The idea generation to build cargo vessels like the T2 tankers was adopted from a couple of oil cargo vessels built for a shipping conglomerate in the late 1930s. Known as the Mobifuel and the Mobilube, these two vessels differed from their contemporaries in that, that they were constructed with a primary intent to offer enhanced transition speed.
Accordingly, the first cadre of the T2 navy tanker ships were commissioned with strict guidelines and stipulations about their size and their gross tonnage. This aspect about size and gross tonnage though differed on each of the variation of the T2 tanker vessels.
T2 Categorisation: The first categorisation in the T2 class of vessels, the T2 tanker ships had a length of almost 153 metres and a width of almost 21 metres. With a gross tonnage of 9,900 tonnes and a DWT (dead weight tonnage) of almost 16,000 tonnes, the T2 ships could move at speeds of 16 knots.
T2-A Categorisation: The T2-A version of the tanker ships had a length of slightly over 160 metres with a gross tonnage of over 10,000 tonnes and a DWT of over 16,000 tonnes.

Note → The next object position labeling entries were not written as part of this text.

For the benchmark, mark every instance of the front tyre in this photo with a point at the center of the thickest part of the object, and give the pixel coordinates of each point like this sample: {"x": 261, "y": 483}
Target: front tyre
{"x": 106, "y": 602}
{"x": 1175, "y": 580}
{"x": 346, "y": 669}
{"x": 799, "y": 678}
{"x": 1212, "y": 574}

These vessels offered higher speed as compared to the original T2 ship variants. A totality of five T2-A vessels were commissioned, by a shipping company – the Keystone Tankship Corporation, though the final ownership was taken by the US naval department.
T2- SE-A1: T2-A was followed by T2-SE-A1 vessels. While categorising under the broader terminology of T-2 tanker ships, it’s the T2-SE-A1 categorisation that was the most common variant, with over 480 vessels launched. Ships under this classification had a length of 159 metres with a beam of almost 21 metres while their gross tonnage and the DWT of the ships were over 10,000 and over 16,500 tonnes respectively. The T2-SE-A1 vessels were propelled through electric turbines and offered speeds of 15 knots with a nautical mile range of over 12,000.
These vessels have been known to have the fastest constructional and outfitting gestational period. Considering the highly volatile situation on account of the Japanese attack on the American base at Pearl Harbour, the naval authorities were keen to have as many vessels on the get-go as possible. The functional success of this T2 classification is testimony to their constructional speed and urgency.
The T2-SE-A2 and T2-SE-A3 were the latter occurring constructional marvels under the T2 cadre. Both these variants had similar structural dimensions, with an almost similar speed providing, though unlike the former, the latter T2 class vessels were constructed to cater only as oil carrying cargo ships.
The uniqueness of these tanker vessels however stems from the fact that they were highly economised with constructional costs lowered to then hitherto proportions. And while the reduced costs of construction were beneficial in one way, they caused many problems to the vessels’ operability.
The lowered constructional costs manifested through the structuring and the usage of materials, leading to the vessels being unusable in winter conditions. This was proved by an independent research conducted by a US Maritime Panel. The panel attested and concluded that mobilisation of the vessels in winter conditions would have induced the vessels to be divided into two halves. This deficiency in the vessels’ structuring was rectified by buckling the vessels with steel strips.
Irrespective of these negativities it cannot be argued that the T2 tanker ships have played a pivotal role in shaping the American marine history, both during and after the Second World War. Following the conclusion of the war, while many ships were re-fitted to be used as cargo vessels, several of them were kept as a part of the naval reserve fleet. This is perhaps the most noteworthy and mentionable facet of these vessels’ unique and singular existence.